ザ・デイ・アフター(原題:The Day After)アメリカ映画1983年度作品

この映画を”好きな映画”という中に入れるのは少々迷いがあります。救いの無いツライ映画だからです。
この映画の登場人物は、政治家でもなく、軍人でもなく、ヒーローでもありません。ただ普段どおりの日常生活を送る人々です。独り立ちする娘を見守る老夫婦、結婚を翌日に控えたカップル、出産間近な妊婦、喜びに満ちた人々を横目に敵国へ向けて発射される核兵器。そしてその後に敵国から降り注ぐミサイルの雨。穏やかな日常やささやかな喜びも無残に破壊する核戦争をリアルに描いています。
日常の延長線上で淡々と描かれる被爆後の世界。過剰な演出を排除しているせいか、見ているうちにドキュメンタリー映画を見ているかのような錯覚に陥ります。核戦争の悲惨さを訴えながらも決して説教じみておらず、見た人間それぞれに深く考えさせる構成は真の反戦映画と言えるのではないでしょうか。
もともとテレビ映画として放映されましたが、反響の大きさからアメリカではテレビ放映の後に劇場公開されました。日本でも劇場公開され、テレビでも放映されたので見た方も多いと思います。私は小学生のとき、子供たちを対象とした市民ホールの映画会で初めて見ましたが、そのときの衝撃は今見ても全く色褪せていません。それは20年以上経った今でも、核兵器の恐怖というものが我々人類にとって無縁ではないからだと思います。これからも一人でも多くの方に見てもらいたいと思える映画です。
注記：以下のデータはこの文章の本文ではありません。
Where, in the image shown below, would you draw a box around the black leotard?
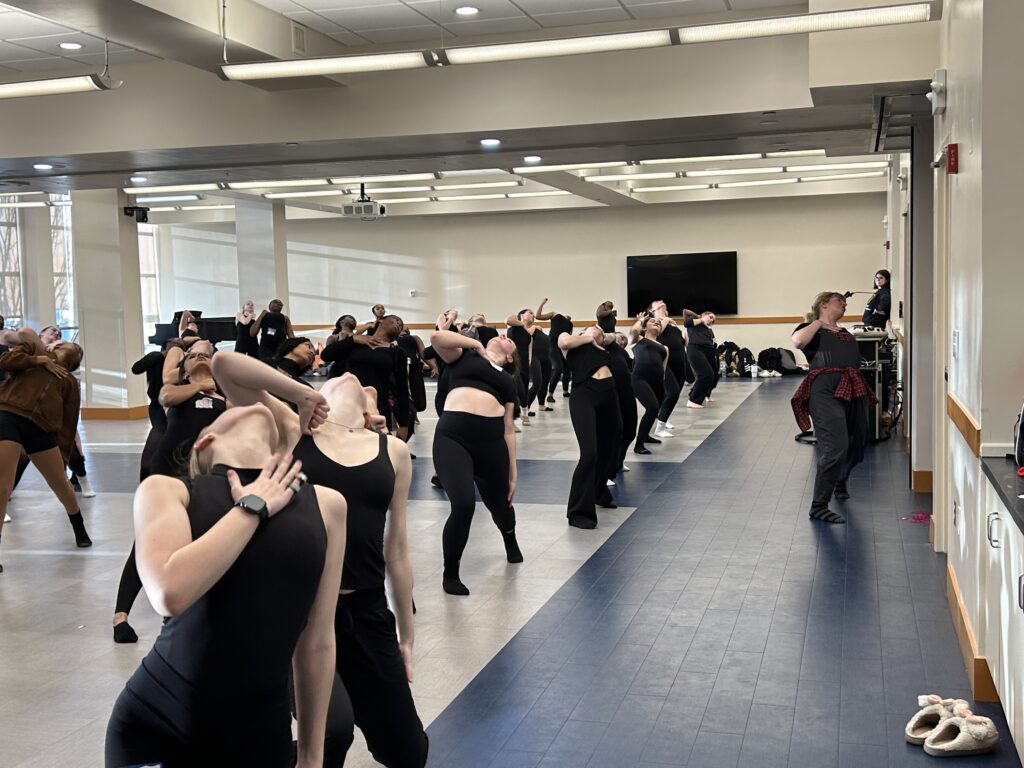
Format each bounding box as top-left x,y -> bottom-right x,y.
106,465 -> 327,766
445,349 -> 516,406
292,435 -> 394,590
151,393 -> 226,477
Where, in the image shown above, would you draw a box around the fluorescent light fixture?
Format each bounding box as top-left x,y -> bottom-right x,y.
367,186 -> 430,195
583,171 -> 680,181
512,161 -> 629,175
331,173 -> 436,186
434,195 -> 505,203
685,166 -> 785,178
785,160 -> 889,173
678,3 -> 932,45
509,189 -> 572,198
633,184 -> 711,193
434,181 -> 522,191
640,153 -> 761,165
220,51 -> 430,80
227,178 -> 328,189
800,171 -> 886,181
135,195 -> 203,205
437,168 -> 505,178
765,150 -> 825,158
122,184 -> 220,195
0,75 -> 121,98
439,30 -> 672,65
716,178 -> 800,189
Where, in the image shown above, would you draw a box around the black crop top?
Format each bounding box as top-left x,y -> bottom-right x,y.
127,465 -> 328,736
292,434 -> 394,590
793,323 -> 860,369
565,344 -> 611,384
445,349 -> 515,406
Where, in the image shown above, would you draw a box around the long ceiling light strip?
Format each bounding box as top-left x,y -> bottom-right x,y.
220,2 -> 932,80
0,75 -> 121,98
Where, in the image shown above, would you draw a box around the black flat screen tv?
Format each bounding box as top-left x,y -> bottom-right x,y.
626,251 -> 737,317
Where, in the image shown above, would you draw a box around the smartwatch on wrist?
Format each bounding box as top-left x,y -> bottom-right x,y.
234,494 -> 270,522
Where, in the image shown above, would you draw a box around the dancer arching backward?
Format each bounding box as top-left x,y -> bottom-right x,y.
548,312 -> 572,402
558,326 -> 623,528
105,393 -> 345,768
793,291 -> 874,523
216,355 -> 427,768
234,300 -> 259,357
683,310 -> 718,408
430,331 -> 520,595
633,316 -> 670,455
0,328 -> 92,572
505,304 -> 543,425
604,333 -> 637,484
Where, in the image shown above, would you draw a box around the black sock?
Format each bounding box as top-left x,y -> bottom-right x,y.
441,560 -> 469,596
502,528 -> 522,562
68,510 -> 92,548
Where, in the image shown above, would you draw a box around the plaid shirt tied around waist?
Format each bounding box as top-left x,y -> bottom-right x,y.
790,368 -> 879,432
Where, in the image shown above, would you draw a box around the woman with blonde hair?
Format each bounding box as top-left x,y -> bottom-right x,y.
793,291 -> 876,523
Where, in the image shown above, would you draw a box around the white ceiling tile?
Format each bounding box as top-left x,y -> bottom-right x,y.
0,10 -> 71,40
534,6 -> 630,27
444,16 -> 541,37
317,3 -> 430,32
285,10 -> 343,35
359,26 -> 442,45
624,0 -> 728,18
515,0 -> 620,15
404,0 -> 523,26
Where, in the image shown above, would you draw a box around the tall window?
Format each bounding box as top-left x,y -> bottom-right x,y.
50,195 -> 78,339
0,196 -> 25,326
138,224 -> 160,339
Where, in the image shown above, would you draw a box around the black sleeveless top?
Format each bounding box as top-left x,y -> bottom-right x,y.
444,349 -> 515,406
127,465 -> 327,740
292,434 -> 394,590
151,392 -> 227,477
565,344 -> 611,384
234,315 -> 258,354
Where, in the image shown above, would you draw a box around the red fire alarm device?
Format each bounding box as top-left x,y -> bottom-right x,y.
946,144 -> 959,173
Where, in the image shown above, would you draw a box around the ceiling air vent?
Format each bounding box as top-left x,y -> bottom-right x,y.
292,22 -> 306,56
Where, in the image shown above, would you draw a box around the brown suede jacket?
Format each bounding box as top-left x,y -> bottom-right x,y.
0,344 -> 81,463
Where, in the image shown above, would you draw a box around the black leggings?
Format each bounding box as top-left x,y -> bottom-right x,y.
566,379 -> 623,521
686,344 -> 718,406
633,372 -> 665,447
808,374 -> 868,511
433,411 -> 515,562
324,589 -> 427,768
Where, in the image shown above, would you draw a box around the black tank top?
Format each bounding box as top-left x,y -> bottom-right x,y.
128,465 -> 327,737
444,349 -> 515,406
151,393 -> 226,477
565,344 -> 609,384
292,435 -> 394,590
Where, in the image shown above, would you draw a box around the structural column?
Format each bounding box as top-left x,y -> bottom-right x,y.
234,200 -> 288,312
72,189 -> 146,411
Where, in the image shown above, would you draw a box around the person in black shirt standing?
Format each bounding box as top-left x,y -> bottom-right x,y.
558,326 -> 623,528
861,269 -> 893,330
683,309 -> 719,408
249,299 -> 295,366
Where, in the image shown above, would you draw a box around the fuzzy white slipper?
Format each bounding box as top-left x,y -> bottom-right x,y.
925,707 -> 999,758
903,693 -> 968,744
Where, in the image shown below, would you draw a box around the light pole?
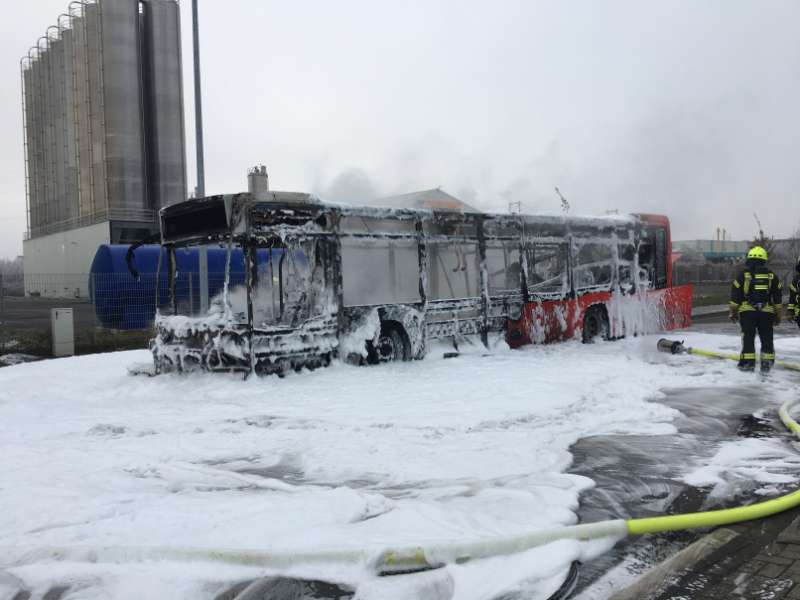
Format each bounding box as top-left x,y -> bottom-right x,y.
190,0 -> 208,315
192,0 -> 206,198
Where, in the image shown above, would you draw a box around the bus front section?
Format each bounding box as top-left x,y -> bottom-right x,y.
151,194 -> 341,375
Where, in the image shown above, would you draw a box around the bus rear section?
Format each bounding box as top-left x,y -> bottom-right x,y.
508,215 -> 692,347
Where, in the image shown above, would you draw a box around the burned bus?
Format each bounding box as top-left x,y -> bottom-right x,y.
151,192 -> 691,375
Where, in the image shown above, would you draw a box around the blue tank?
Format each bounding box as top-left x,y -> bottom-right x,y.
89,244 -> 283,329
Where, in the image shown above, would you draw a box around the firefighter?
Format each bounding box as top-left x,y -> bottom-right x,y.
730,246 -> 783,373
786,256 -> 800,327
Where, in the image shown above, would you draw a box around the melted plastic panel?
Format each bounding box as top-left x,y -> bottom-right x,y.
342,238 -> 421,306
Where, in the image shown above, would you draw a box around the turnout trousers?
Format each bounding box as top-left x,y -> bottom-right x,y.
739,310 -> 775,371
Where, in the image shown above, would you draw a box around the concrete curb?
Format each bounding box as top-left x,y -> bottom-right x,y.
609,527 -> 739,600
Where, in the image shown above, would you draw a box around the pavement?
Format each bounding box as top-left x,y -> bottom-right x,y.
612,508 -> 800,600
610,324 -> 800,600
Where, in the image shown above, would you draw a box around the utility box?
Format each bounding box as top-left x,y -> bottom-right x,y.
50,308 -> 75,356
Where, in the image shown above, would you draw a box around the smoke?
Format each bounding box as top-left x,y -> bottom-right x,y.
315,168 -> 380,204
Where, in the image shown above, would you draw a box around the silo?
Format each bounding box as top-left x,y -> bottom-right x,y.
99,0 -> 147,214
22,53 -> 41,228
59,19 -> 79,220
47,38 -> 67,223
142,0 -> 187,210
38,40 -> 56,227
83,4 -> 109,214
72,12 -> 94,217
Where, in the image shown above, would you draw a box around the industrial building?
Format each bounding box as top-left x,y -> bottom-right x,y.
21,0 -> 187,296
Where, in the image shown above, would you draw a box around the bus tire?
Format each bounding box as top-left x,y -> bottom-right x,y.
583,306 -> 610,344
368,321 -> 411,364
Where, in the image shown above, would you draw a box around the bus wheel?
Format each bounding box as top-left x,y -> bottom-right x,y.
370,323 -> 411,363
583,306 -> 609,344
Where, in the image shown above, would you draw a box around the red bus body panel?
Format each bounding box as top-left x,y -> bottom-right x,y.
506,284 -> 692,348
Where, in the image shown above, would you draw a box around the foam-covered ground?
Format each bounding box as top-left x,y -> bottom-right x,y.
0,333 -> 800,599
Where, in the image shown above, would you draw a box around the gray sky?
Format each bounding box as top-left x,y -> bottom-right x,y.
0,0 -> 800,256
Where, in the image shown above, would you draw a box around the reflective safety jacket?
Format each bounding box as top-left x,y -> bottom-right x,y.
731,266 -> 783,313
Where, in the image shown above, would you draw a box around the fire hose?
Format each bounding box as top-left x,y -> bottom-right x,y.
0,340 -> 800,574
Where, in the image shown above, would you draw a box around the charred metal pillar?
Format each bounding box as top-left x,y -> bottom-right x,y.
475,216 -> 489,348
414,217 -> 428,304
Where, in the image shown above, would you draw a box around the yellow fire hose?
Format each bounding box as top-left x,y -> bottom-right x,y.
0,340 -> 800,573
658,339 -> 800,371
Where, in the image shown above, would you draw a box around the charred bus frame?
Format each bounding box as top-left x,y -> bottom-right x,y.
151,192 -> 670,374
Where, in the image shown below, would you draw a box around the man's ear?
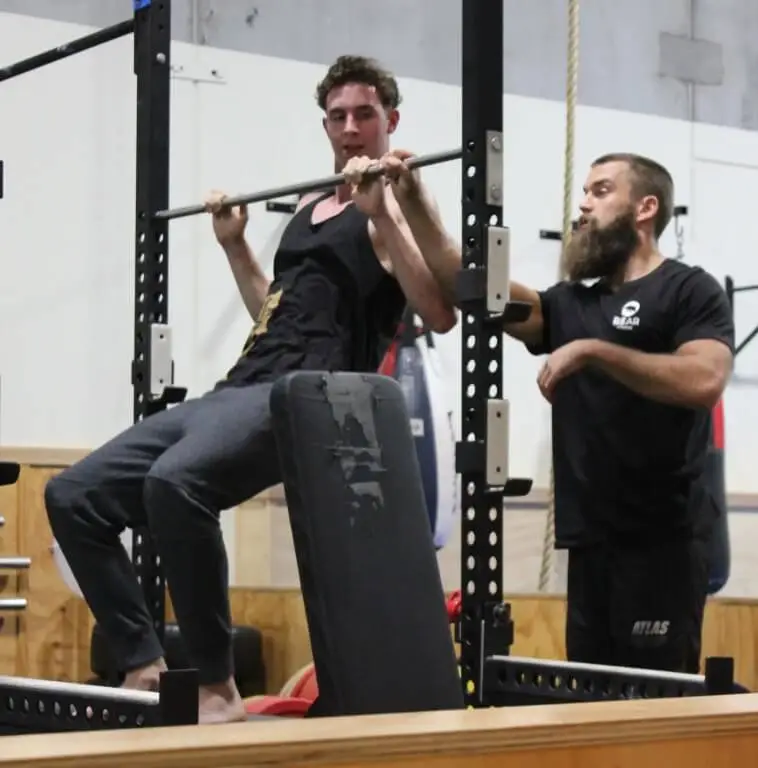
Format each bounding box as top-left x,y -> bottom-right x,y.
387,109 -> 400,134
637,195 -> 659,222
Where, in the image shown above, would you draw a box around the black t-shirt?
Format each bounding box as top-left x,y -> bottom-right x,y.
529,260 -> 734,547
218,258 -> 353,386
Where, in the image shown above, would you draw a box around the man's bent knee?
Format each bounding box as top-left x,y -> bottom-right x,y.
44,470 -> 86,533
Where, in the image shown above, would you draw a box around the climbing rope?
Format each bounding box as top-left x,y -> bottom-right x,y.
539,0 -> 579,592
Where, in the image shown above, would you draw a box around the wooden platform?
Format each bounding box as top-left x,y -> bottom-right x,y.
0,695 -> 758,768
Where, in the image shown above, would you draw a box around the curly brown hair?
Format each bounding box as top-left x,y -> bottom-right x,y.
316,56 -> 402,110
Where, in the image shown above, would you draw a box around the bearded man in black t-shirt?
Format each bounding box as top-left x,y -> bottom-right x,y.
505,154 -> 734,672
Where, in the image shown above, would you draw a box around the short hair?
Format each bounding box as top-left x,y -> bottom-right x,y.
592,152 -> 674,238
316,55 -> 402,110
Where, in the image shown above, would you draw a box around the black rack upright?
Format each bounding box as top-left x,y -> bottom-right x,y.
132,0 -> 172,640
456,0 -> 508,706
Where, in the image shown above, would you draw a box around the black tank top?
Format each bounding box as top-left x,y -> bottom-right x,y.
217,193 -> 406,388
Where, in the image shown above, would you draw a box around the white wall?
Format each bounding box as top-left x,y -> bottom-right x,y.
0,14 -> 758,492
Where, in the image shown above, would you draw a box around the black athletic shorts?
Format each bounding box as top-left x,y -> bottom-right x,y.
566,539 -> 709,674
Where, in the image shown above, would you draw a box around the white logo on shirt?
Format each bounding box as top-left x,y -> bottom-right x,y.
613,301 -> 640,331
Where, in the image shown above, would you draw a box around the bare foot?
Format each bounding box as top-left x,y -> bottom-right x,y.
121,659 -> 168,691
198,677 -> 247,724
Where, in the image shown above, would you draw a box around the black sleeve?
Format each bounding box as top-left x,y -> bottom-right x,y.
673,269 -> 735,352
524,283 -> 566,355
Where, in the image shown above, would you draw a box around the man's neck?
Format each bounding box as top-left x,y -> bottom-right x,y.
334,184 -> 353,205
613,244 -> 664,288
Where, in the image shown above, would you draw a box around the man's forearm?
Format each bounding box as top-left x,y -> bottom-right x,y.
224,239 -> 269,320
586,341 -> 721,408
398,190 -> 461,306
372,212 -> 456,333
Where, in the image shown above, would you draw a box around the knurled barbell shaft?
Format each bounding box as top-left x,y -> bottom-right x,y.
154,149 -> 463,219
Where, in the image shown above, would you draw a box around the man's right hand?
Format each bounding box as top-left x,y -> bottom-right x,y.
205,190 -> 248,248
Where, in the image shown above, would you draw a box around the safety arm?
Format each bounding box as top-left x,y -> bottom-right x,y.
224,238 -> 269,320
586,339 -> 733,409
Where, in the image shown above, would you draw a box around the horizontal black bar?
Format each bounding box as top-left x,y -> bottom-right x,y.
483,656 -> 747,706
0,677 -> 161,733
0,461 -> 21,485
0,597 -> 26,613
0,18 -> 134,82
734,325 -> 758,357
155,149 -> 463,219
0,670 -> 197,733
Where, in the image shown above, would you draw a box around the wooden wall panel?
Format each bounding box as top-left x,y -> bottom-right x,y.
0,457 -> 758,692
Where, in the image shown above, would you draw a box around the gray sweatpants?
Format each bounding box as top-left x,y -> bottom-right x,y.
45,384 -> 280,684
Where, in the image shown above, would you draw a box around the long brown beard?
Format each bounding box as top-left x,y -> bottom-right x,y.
564,210 -> 640,280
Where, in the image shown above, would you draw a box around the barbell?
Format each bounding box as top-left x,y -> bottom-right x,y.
154,148 -> 463,219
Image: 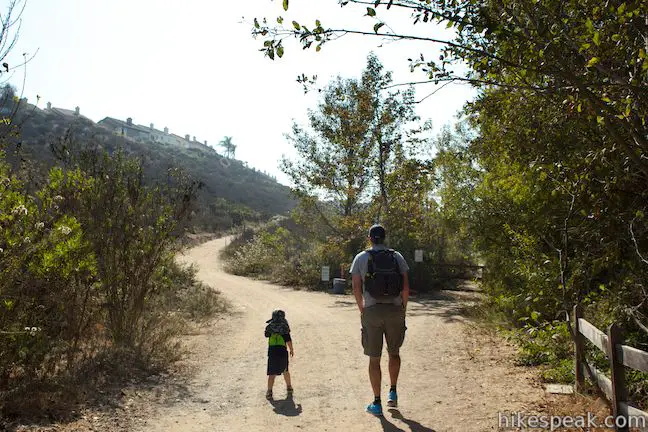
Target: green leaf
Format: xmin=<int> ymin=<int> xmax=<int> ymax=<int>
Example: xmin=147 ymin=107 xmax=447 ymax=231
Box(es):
xmin=585 ymin=18 xmax=594 ymax=32
xmin=587 ymin=57 xmax=601 ymax=67
xmin=592 ymin=32 xmax=601 ymax=46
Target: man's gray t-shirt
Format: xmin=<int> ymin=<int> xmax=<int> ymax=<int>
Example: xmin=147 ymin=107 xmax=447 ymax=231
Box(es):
xmin=349 ymin=244 xmax=409 ymax=307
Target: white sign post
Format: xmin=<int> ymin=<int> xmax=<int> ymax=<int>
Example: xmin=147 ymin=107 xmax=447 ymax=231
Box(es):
xmin=414 ymin=249 xmax=423 ymax=262
xmin=322 ymin=266 xmax=331 ymax=282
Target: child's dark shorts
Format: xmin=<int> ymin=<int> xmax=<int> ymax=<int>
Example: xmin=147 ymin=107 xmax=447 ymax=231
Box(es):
xmin=268 ymin=346 xmax=288 ymax=375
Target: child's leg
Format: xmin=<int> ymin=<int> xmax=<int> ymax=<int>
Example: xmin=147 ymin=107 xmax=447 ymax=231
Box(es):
xmin=284 ymin=371 xmax=292 ymax=388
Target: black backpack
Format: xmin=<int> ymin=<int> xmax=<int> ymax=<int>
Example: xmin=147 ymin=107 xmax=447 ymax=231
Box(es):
xmin=364 ymin=249 xmax=403 ymax=303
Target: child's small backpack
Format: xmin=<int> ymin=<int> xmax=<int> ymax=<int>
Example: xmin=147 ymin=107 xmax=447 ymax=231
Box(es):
xmin=268 ymin=333 xmax=286 ymax=346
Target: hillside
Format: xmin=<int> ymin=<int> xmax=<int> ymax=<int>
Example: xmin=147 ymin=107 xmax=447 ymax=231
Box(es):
xmin=0 ymin=95 xmax=294 ymax=229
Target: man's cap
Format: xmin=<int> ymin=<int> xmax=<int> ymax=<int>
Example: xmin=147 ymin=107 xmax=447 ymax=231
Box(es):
xmin=369 ymin=224 xmax=387 ymax=240
xmin=266 ymin=309 xmax=286 ymax=323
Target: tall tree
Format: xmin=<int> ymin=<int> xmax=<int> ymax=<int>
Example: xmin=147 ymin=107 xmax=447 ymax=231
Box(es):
xmin=218 ymin=136 xmax=236 ymax=158
xmin=282 ymin=54 xmax=416 ymax=248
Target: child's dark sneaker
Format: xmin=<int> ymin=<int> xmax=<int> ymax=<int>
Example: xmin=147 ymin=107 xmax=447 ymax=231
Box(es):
xmin=387 ymin=390 xmax=398 ymax=408
xmin=367 ymin=402 xmax=382 ymax=416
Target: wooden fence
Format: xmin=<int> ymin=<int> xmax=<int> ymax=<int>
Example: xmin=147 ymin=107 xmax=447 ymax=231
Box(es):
xmin=573 ymin=305 xmax=648 ymax=432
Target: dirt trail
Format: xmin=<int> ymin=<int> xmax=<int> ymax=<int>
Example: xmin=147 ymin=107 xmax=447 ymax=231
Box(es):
xmin=137 ymin=239 xmax=542 ymax=432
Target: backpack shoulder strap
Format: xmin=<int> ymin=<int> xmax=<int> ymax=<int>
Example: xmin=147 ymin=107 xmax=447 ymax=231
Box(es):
xmin=365 ymin=249 xmax=376 ymax=274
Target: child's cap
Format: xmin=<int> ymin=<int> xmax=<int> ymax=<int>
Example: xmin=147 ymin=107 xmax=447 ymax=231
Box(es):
xmin=266 ymin=309 xmax=286 ymax=323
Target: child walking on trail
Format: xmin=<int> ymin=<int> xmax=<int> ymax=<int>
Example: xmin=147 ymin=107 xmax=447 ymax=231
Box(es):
xmin=265 ymin=310 xmax=295 ymax=399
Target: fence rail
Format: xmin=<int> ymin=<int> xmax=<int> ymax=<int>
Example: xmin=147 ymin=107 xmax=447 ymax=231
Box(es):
xmin=573 ymin=305 xmax=648 ymax=432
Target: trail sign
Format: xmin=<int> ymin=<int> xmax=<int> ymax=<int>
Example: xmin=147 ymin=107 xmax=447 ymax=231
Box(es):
xmin=414 ymin=249 xmax=423 ymax=262
xmin=322 ymin=266 xmax=331 ymax=282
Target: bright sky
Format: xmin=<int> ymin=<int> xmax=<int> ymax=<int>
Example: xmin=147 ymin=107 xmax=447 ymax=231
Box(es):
xmin=6 ymin=0 xmax=474 ymax=183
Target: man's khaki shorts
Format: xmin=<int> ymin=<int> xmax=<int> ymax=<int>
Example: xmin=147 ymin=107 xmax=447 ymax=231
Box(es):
xmin=362 ymin=303 xmax=407 ymax=357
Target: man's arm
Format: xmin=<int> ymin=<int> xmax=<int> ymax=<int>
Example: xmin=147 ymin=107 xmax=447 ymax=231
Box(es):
xmin=401 ymin=272 xmax=409 ymax=309
xmin=352 ymin=274 xmax=364 ymax=313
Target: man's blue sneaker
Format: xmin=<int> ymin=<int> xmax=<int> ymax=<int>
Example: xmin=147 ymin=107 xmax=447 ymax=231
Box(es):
xmin=367 ymin=402 xmax=382 ymax=416
xmin=387 ymin=390 xmax=398 ymax=408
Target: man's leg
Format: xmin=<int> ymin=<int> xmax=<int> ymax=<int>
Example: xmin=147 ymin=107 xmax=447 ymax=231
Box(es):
xmin=389 ymin=354 xmax=400 ymax=387
xmin=268 ymin=375 xmax=275 ymax=392
xmin=385 ymin=306 xmax=407 ymax=407
xmin=362 ymin=306 xmax=383 ymax=415
xmin=369 ymin=357 xmax=381 ymax=398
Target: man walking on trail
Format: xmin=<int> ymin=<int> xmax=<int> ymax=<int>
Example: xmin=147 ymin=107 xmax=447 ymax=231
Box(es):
xmin=349 ymin=225 xmax=409 ymax=416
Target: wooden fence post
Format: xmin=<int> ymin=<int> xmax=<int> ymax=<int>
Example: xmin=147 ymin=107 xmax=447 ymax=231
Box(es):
xmin=573 ymin=305 xmax=585 ymax=393
xmin=607 ymin=324 xmax=629 ymax=432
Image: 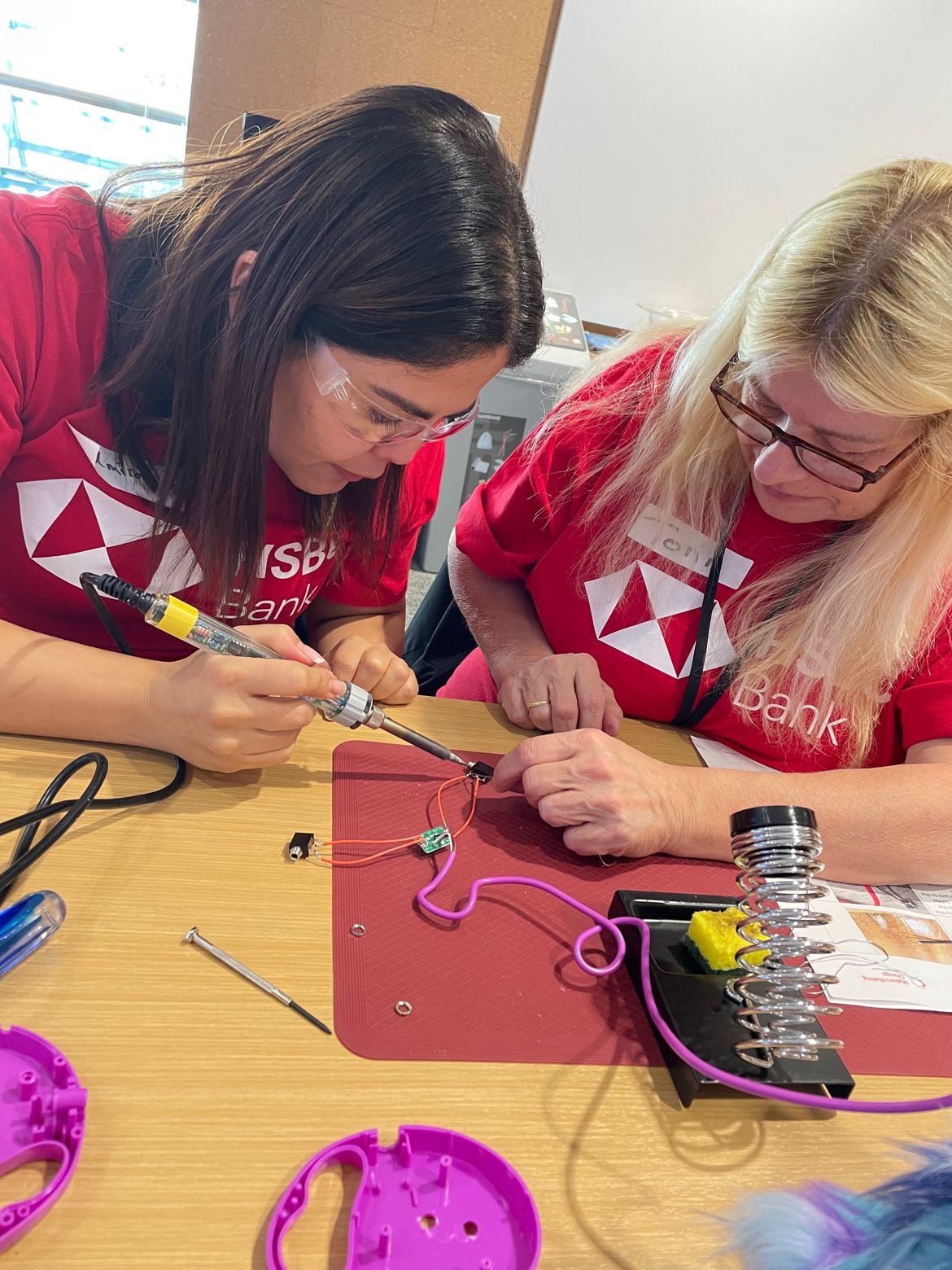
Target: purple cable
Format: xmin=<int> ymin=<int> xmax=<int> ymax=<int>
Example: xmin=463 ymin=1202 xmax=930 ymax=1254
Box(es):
xmin=417 ymin=847 xmax=952 ymax=1113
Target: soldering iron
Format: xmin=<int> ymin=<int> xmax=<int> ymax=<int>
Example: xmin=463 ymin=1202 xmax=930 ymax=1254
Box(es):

ギルバート・グレイプ(原題: What's Eating Gilbert Grape)アメリカ映画1993年度作品

田舎町で暮らす青年の日常を描いた作品。何も無い田舎の生活の中だからこそ感じることのできる人間と触れ合う喜びや難しさを、主人公の目線で描いています。その主人公を演じるのはジョニー・デップ。淡々と透明感溢れる演技を見せてくれます。その弟で、障害を持つ少年にレオナルド・ディカプリオ。まだ子供なのにジョニー・デップを食うほどの演技を披露し、ファンならずとも必見の価値があります。
この監督の映画はどれを見ても「人間に生まれて良かった」と思える人間愛に溢れてます。優しい雰囲気が好きなんです。


天使の涙(原題:堕落天使 Fallen Angels)香港映画1995年度作品

映画が芸術である事を再認識。監督のウォン・カーウァイと撮影を担当したクリストファー・ドイルの仕事は見事というしかありません。パワフルな映像と切ないストーリーは、ある意味ハリウッドでは実現不可能なのかも。
“香港映画は苦手”という人や“香港映画と言えばジャッキーチェン”という人にも是非見てもらいたいです。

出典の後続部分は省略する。